Rıza daha fazla palavraya dayanamayıp patronun yeğeninin sözünü kesti. Öfkeli sinirli konuşmaya başladı:
– Sen kimi kandırıyorsun beş lirayla? O beş lirayı al da sokağa çık bakalım, evine gidebilecek misin? Sadaka mı veriyorsun, dalga mı geçiyorsun bizimle? Benim burada altı yüz bin lira alacağım var. Hepimizin de aşağı yukarı aynı. Emeğimizin karşılığını istiyoruz, sadaka değil. Sen onu git çocuğuna ver, anca onu kandırırsın.
Patronun yeğeni Rıza’nın konuşmasına içten içe kızdı. Ama kızgınlığını belli etmemeliydi. Ne diyeyim, nasıl konuşayım da işçileri ikna edeyim diye düşündü. Ne diyeceğini bulamadı. Yarım kalan konuşmama devam edeyim bari dedi, kendi kendine. Avukatın sırtına toz silkeler gibi birkaç tane vurdu ve konuşmaya başladı.
– Arkadaşlar, yaşadığınız stresi anlıyorum, haklısınız da. Ama sizin de bizi anlamanız lazım. İflasın eşiğine geldik. Yapabileceğimiz, bulabileceğimiz bu. Buna da şükredin. Elimizden geleni yapıyoruz, dedi.
Rıza “şükredin” lafını duydu, elini çenesine götürdü. Dönüp Hacı’ya baktı. Hacı’nın da kendine baktığını gördü. Hacı’ya hafifçe gülümsedi. Hacı, Rıza’nın bakışlarını anladı, gözlerini kaçırmaya çalıştı ama başaramadı. Yalnız Rıza’nın gülüşüne gülerek karşılık verebildi.
Yapılan para teklifini işçiler kabul etmedi. Avukat, patronun yeğeninin yetersiz kaldığını gördü. Devreye kendisi girdi. Tehdit eder bir üslupla konuşmaya başladı.
– Yaptığınız şey yasadışı, suç işliyorsunuz. Hemen bırakın işgali. Bırakmazsanız bunun sonucu hiçbiriniz için iyi olmaz. Polisi fabrikaya sokturtmayın bize. Polis gelirse zorla çıkarır fabrikadan.

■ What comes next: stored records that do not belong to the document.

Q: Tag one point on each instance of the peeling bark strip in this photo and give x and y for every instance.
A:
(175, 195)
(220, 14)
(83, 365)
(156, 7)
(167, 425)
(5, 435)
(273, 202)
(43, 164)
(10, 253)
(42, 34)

İşçilerin arasından aniden “yuuh” diye bir ses yükseldi. Hemen ardından sloganlar geldi. İşçilerin hepsi slogan atmaya başladılar. Avukatın konuşması yarım kaldı. Bitiremeden susuverdi. Cemal sesini yükseltti.
– Geleceği varsa göreceği de var. Biz buradayız, dedi.
İşçiler de Cemal’in söylediğini tekrarladı. Patronun yeğeni ve avukatını yuhalayarak yaka paça dışarı attılar. Bunu gören polis hemen harekete geçti, fabrikaya doğru yöneldi. İşçilerin çoğu fabrikanın giriş katına inerek kapıyı içeriden kapatıp kilitlediler. Polis kapıya yanaştı, açmak için zorlamaya başladı. İşçiler iki gün önce kapıyı kırıp fabrikaya girdiklerinde geçici olarak kapıyı geri de onarmışlardı. Hüseyin usta kapı kilidinin olduğu yerdeydi. Polisin zorlamasıyla kapının kırıldığını gördü. Sesini yükseltebildiği kadar yükselterek;
– Arkadaşlar, kapı kırıldı. Bu şekil fazla dayanamayız. Soyunma bölümündeki dolaplarla kapının arkasına barikat kuralım. Birkaç kişi benle gelsin, dolapları getirelim, dedi.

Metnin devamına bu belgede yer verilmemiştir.